The chairman of the U.S. Joint Chiefs of Staff called on South Korea to stay in a military information-sharing pact with Japan, part of a high-level U.S. push to hold together the agreement between two of its closest allies days before it is due to expire.

Gen. Mark Milley, who is visiting Japan and South Korea on his first overseas trip as chairman, told reporters on a military jet before landing in Japan on Monday that strong three-way military coordination was needed to face threats in the region.

“It is clearly in China’s interest, and in North Korea’s interest, to separate South Korea from Japan and the United States, and it’s in our interest to keep all three of them very closely aligned,” he said.

The agreement, introduced in 2016, allows Seoul and Tokyo to directly share intelligence, such as information on North Korean missile tests, rather than going through the U.S. South Korea surprised the U.S. and Japan in August when it said it would allow the agreement to lapse on Nov. 23 rather than let it roll over as in previous years.

Seoul blamed a breakdown of trust with Tokyo following a decision by Japan to tighten export controls on products used by South Korea’s technology industry, potentially damaging a major engine of the Korean economy.

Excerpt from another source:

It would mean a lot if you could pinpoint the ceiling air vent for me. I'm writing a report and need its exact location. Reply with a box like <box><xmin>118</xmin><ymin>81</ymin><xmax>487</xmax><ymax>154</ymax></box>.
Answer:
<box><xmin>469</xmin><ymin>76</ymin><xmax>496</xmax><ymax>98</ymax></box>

Japan said it took the action because of concerns the products could be exported to third countries that are security risks. It provided no evidence, and South Korea said it had sufficiently strong controls to avoid such exports.

The intelligence-sharing pact, known as the General Security of Military Information Agreement, has been used to exchange details of missile tests by North Korea even after South Korea’s decision to let it expire. U.S. officials stress the value of the speed at which the countries can share information under the agreement.

On recent visits to Seoul, David Stilwell, assistant secretary of state for East Asian and Pacific affairs, and Randall Schriver, the assistant secretary of defense for Indo-Pacific security affairs, called for the agreement to be renewed.

Gen. Milley will meet his South Korean counterpart along with Defense Secretary Mark Esper in Seoul later this week.

Seoul and Tokyo are also embroiled in other disputes that have led to a near breakdown in diplomatic relations. In recent days, South Korea has sought to improve ties, first with a letter from President Moon Jae-in to Japanese Prime Minister Shinzo Abe, and then a brief meeting between the two men on the sidelines of a forum in Thailand.

But without a compromise by either side, it is unclear how the impasse over GSOMIA can be resolved. On Sunday, a South Korean official called on Tokyo to reverse its trade measures.

“If South Korea-Japan relations are normalized, our government has the intention of considering the extension of GSOMIA again,” South Korean national security adviser Chung Eui-yong told reporters. Mr. Chung said Seoul would welcome cooperation from the U.S.

Tokyo has said the trade dispute and security measures shouldn’t be linked.

Gen. Milley said he was hopeful the countries would renew the agreement. “All countries operate in their own interests, and Japan and South Korea are no different,” he said.

“I think they both recognize they have mutual common interests when it comes to national security; they have common national-security problems to solve and they will be stronger together rather than separate.”